This is an archive of the discontinued LLVM Phabricator instance.

Fix Load Control Dependence in MemCpy Generation
ClosedPublic

Authored by niravd on Mar 10 2016, 2:05 PM.

Details

Summary

In Memcpy lowering we had missed a dependence from the load of the operation to successor operations. This causes us to potentially construct an in initial DAG with a memory dependence not fully represented in the chain sub-DAG but rather require looking at the entire DAG breaking alias analysis by allowing incorrect repositioning of memory operations.
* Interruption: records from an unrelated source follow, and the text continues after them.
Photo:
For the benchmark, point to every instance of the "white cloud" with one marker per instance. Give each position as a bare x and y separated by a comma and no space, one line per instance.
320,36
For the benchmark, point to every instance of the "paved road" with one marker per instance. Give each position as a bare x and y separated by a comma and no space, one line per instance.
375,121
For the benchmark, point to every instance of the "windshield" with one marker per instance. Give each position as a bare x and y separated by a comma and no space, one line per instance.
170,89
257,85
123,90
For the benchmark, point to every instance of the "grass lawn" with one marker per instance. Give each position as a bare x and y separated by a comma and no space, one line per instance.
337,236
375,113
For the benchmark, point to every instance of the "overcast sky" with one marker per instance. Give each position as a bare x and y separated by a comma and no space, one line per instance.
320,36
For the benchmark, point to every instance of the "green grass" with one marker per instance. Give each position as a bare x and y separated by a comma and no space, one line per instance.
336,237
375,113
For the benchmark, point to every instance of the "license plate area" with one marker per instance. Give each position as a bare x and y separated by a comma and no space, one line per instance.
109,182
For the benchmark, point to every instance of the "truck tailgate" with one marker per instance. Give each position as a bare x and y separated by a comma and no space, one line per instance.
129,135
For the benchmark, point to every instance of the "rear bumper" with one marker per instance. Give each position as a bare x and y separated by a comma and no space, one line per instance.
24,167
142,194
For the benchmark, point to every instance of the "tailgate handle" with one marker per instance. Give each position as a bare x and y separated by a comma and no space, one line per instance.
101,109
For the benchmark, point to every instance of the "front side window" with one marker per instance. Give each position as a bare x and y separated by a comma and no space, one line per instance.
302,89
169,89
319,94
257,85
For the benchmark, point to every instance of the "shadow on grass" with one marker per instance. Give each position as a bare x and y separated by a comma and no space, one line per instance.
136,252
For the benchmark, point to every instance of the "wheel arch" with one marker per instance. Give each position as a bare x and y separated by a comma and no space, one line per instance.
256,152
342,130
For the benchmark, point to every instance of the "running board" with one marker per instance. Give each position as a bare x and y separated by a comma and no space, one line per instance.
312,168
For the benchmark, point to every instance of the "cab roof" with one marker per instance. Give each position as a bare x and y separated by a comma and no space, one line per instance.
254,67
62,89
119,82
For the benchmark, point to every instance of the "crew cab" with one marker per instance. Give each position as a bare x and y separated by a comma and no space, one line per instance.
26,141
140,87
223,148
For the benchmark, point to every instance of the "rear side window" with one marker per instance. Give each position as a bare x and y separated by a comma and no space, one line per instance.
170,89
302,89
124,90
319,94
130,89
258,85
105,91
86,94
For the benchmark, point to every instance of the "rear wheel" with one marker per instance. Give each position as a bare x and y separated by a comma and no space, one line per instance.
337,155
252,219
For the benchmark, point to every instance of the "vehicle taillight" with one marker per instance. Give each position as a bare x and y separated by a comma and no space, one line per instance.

To work around this, r200033 changed DAGCombiner::GatherAllAliases to be conservative if any possible issues to happen. Unfortunately this check forbade many non-problematic situations as well. For example, it's common for incoming argument lowering to add a non-aliasing load hanging off of EntryNode. Then, if GatherAllAliases visited EntryNode, it would find that other (unvisited) use of the EntryNode chain, and just give up entirely. Furthermore, the check was incomplete: it would not actually detect all such potentially problematic DAG constructions, because GatherAllAliases did not guarantee to visit all chain nodes going up to the root EntryNode. This is in general fine -- giving up early will just miss a potential optimization, not generate incorrect results. But, for this non-chain dependency detection code, it's possible that you could have a load attached to a higher-up chain node than any which were visited. If that load aliases your store, but the only dependency is through the value operand of a non-aliasing store, it would've been missed by this code, and potentially reordered.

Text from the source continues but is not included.